Downing Street said Prime Minister Sir Keir Starmer spoke with President Volodymyr Zelenskyy on the morning of 3 January 2026. The leaders welcomed continued US efforts towards a just and lasting peace and discussed Russia’s ongoing missile and drone attacks on energy and other civilian infrastructure, stressing that Ukraine seeks peace most of all.
London also welcomed National Security Adviser‑level discussions in Kyiv that day, with leaders expected to advance the work in Paris on Tuesday. Ukraine’s Presidential Office separately confirmed an NSAs meeting of Coalition of the Willing states and set out the sequence: chiefs of general staff on Monday 5 January and a leaders’ session in Paris on Tuesday 6 January.
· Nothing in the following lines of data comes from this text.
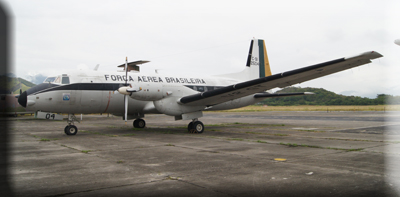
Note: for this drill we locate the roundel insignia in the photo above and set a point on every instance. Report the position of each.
(66, 96)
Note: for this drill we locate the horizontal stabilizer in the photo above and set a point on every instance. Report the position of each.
(268, 95)
(281, 80)
(134, 65)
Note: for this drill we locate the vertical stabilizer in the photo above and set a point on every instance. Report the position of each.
(257, 65)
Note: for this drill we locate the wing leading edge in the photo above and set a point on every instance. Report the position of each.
(280, 80)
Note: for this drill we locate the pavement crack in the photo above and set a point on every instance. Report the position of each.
(102, 188)
(217, 191)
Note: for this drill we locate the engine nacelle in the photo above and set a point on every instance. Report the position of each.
(147, 92)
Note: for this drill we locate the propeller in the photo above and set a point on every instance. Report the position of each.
(126, 84)
(127, 90)
(123, 90)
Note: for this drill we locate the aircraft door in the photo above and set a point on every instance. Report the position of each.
(91, 94)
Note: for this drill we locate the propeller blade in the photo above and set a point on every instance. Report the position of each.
(126, 108)
(126, 71)
(126, 95)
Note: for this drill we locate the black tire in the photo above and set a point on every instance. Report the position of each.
(198, 127)
(72, 130)
(139, 123)
(190, 126)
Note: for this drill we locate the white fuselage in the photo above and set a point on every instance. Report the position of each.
(96, 92)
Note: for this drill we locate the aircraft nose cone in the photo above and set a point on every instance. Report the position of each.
(22, 99)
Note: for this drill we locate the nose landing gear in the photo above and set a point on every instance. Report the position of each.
(71, 129)
(195, 126)
(139, 123)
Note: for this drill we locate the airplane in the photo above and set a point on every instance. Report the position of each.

French President Emmanuel Macron has said the Paris meeting on 6 January will deliver firm commitments by European states to protect Ukraine after any peace deal, convening the ‘Coalition of the Willing’ led by France and the UK.
The call also reviewed preparations to ensure a multinational force could deploy to Ukraine in the days following a ceasefire. This aligns with the 15 December joint statement by European leaders, which outlines a European‑led ‘multinational force Ukraine’ operating inside Ukraine to help regenerate forces, secure Ukraine’s skies and support safer seas, alongside a US‑led ceasefire monitoring and verification mechanism and legally binding commitments to respond to any future attack.
For the UK system, the signal is practical: ceasefire verification, monitoring architecture and rapid deployment capacity would need to be ready almost immediately after an agreement. Kyiv’s NSAs meeting focused on a framework peace plan, security guarantees and reconstruction and economic recovery, indicating modalities and timelines are being refined across capitals.
Personnel changes in Kyiv will shape coordination channels. The Prime Minister welcomed Lieutenant General Kyrylo Budanov’s appointment as Head of the Office of the President and said UK teams would work closely with him; Budanov accepted the role on 2 January, replacing Andriy Yermak.
Delivery capacity remains central. The UK‑led Operation Interflex has trained more than 56,000 Ukrainian personnel with contributions from 13 partner nations, and the programme was extended to at least the end of 2026. This multinational training framework provides capacity that could underpin early post‑ceasefire tasks.
Kyiv’s readout of the call added a financial element, noting discussion of the frozen proceeds from the 2022 sale of Chelsea F.C., which Ukraine argues should support recovery and the protection of life; the fund stands at £2.5 billion. The UK side did not detail this point in its note.
Immediate milestones are now set: chiefs of general staff meet on Monday 5 January, followed by leaders in Paris on Tuesday 6 January. Downing Street’s readout signalled the UK’s expectation that leaders will progress the work there.
Taken together, the 15 December joint statement, the Kyiv advisers’ session and the 3 January call indicate alignment around a ceasefire‑first package: a European‑led presence in Ukraine, US‑led monitoring and verification, and sustained economic support. Those are the parameters for the week’s work.